When stochastic processes are introduced to the model, Eq. (18) may take a general form:
$${\dot{\mathbf{y}}} = {\mathbf{F}}({\mathbf{y}},t) + {\mathbf{G}}({\mathbf{y}},t) \cdot {\mathbf{X}}_{t}$$
(19)
where \({\mathbf{G}} = \left[ {\begin{array}{*{20}c} {g_{11} } & \cdots & {g_{1m} } \\ \vdots & \ddots & \vdots \\ {g_{n1} } & \cdots & {g_{nm} } \\ \end{array} } \right]\), gij= gi(yj,t) and Xt= [Xt1, Xt2, Xt3, …, Xtm]T—vector of an m-dimensional stochastic process.
The equation solving methods depend on the equation form and the nature of the stochastic processes. A good point of the approach presented is the fact that the results are obtained in the form of complete probabilistic characteristics of the parameters sought, determined for any instant that may be freely chosen. On the other hand, the difficulty of obtaining an analytical solution makes a serious limitation; significant simplifications (linearization methods, simplifications of the nature of the stochastic processes) are often indispensable even for models that are not very complicated. A necessity also arises to determine characteristics of the stochastic process. In the case of processes compatible with the correlation theory of stochastic processes, the function describing the expected value and the correlation function should be known, while the latter is generally very difficult to be determined. Therefore, the applications of this method to the problems under consideration are very restricted (nevertheless, an example application will be presented in Sect. 4).
Monte-Carlo Method (MCM)
The Monte-Carlo technique is now one of the most powerful computing tools used in analyses of the phenomena and processes that cannot be described by analytical models due to their complexity. It works very well especially in the computational problems where random phenomena should be taken into account. In general terms, its essence lies in repeating an experiment many times with test parameter values being changed at random within a range defined by the specific type of the experiment and the phenomenon examined. Due to the iterative nature of this technique, it is counted among simulation methods. For this reason, the term “Monte-Carlo simulation” can often be found in the literature (see e.g. [8, 9, 26]).
For the issues in question, this method makes it possible to find the probability distributions sought, with using a model predetermined as a function y = f(x), representing the phenomenon under analysis. The components of vector x: xj, j = 1, …, m are assumed to be random variables with known characteristics (determined theoretically or empirically).
The random variables yi, i = 1, …, n are determined by multiple numerical calculations made according to the predetermined relation y = f(x) for computer-generated pseudorandom numbers xj in accordance with appropriate distributions of the specific quantities. This method may also be employed when simulation models are used. With this objective in view, multiple simulations are carried out for randomly generated values of individual model parameters. The possible range of solutions yi is obtained on the grounds of pseudorandom statistical distributions of variables yi, generated as described above. The uncertainty measures are the measures of dispersion of the statistical pseudo-distributions of yi, thus obtained.

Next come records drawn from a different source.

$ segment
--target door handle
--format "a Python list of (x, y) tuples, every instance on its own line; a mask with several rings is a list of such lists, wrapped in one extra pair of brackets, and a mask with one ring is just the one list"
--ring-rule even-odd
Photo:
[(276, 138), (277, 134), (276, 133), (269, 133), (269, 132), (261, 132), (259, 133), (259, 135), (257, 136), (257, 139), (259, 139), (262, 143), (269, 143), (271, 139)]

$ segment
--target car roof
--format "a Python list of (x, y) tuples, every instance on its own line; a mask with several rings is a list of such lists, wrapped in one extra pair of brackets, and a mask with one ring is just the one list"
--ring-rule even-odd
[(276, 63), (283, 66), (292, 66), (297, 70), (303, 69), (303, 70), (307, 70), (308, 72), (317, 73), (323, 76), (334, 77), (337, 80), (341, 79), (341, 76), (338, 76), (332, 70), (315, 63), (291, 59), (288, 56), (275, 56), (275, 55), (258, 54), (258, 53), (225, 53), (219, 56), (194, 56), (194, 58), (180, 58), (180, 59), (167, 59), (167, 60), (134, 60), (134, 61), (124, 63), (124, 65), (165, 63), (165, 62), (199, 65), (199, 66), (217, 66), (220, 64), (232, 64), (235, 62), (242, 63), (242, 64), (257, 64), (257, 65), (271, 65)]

This method makes it possible to avoid the difficulties mentioned in sub-items 3.2.5 and 3.2.6. A considerable impact on the correctness of the results obtained is exerted by the quality of the pseudorandom-number generators (measured by the finite quantity of numbers in the generator cycle). Noteworthy is also the fact that, in a degenerated form i.e. in calculations carried out only for the extreme values of xj distributions and at an assumption of monotonicity of yi= f(xj), this method is equivalent to the extreme values method (EVM).